Despite NAB’s outperformance, the largest lender to businesses in Australia remains well behind market leaders BOQ (59.8) and HSBC (34.7).

SMEs breaking up with the banks

The study echoes the latest Scottish Pacific SME Growth Index (March 2016) where non-bank funding demand was on the rise.

According to the index, the number of SMEs looking first to borrow from their main relationship bank is falling (32% from 38% last year), and a greater number are sourcing credit from another bank or a specialist non-bank lender (risen from 13.6% of SMEs to 16.4%).

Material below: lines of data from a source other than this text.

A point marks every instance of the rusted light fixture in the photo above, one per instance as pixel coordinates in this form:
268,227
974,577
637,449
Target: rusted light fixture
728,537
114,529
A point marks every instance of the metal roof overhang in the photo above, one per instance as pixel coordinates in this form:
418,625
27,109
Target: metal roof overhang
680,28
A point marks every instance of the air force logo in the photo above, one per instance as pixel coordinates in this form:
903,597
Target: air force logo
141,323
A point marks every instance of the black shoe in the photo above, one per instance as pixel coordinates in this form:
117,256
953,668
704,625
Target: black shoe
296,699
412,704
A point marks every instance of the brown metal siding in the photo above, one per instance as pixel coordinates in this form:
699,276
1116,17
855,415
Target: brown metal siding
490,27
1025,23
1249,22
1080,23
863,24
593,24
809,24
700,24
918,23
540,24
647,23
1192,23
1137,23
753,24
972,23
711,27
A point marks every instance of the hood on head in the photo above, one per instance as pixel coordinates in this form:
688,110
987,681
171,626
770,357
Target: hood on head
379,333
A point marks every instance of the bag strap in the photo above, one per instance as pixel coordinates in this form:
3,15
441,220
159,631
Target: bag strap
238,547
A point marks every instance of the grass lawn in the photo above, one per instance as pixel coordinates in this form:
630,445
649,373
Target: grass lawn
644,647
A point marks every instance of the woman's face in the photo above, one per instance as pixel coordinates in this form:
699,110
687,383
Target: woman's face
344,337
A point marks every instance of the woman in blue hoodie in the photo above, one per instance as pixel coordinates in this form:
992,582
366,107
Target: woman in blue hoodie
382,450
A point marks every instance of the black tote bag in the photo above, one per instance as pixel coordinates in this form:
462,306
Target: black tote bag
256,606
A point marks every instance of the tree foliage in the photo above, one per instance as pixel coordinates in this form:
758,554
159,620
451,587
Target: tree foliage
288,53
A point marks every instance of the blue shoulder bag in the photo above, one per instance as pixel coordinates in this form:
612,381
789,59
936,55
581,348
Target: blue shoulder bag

There has been an increase of just over 20 percent in the demand for non-bank lending in the past six months.

The future of fintech lenders is bright

There also seems no shortage of options for SMEs. According to a recent study by KPMG, alternative finance is one of the fastest-growing sectors of the global financial services industry, with 2015 witnessing an unprecedented level of funding.

And Australia’s alternative finance market is the third largest in Asia Pacific and grew 320 percent in 2015. It was still dwarfed by the world’s largest alternative finance market China which registered a massive US$101.7 billion in online alternative finance transactions in 2015 — over 90 times the volume of the rest of the Asia-Pacific region combined.

So it looks like there’s plenty of demand for lenders, and as Stewart said they just have to be offering loans at the right price.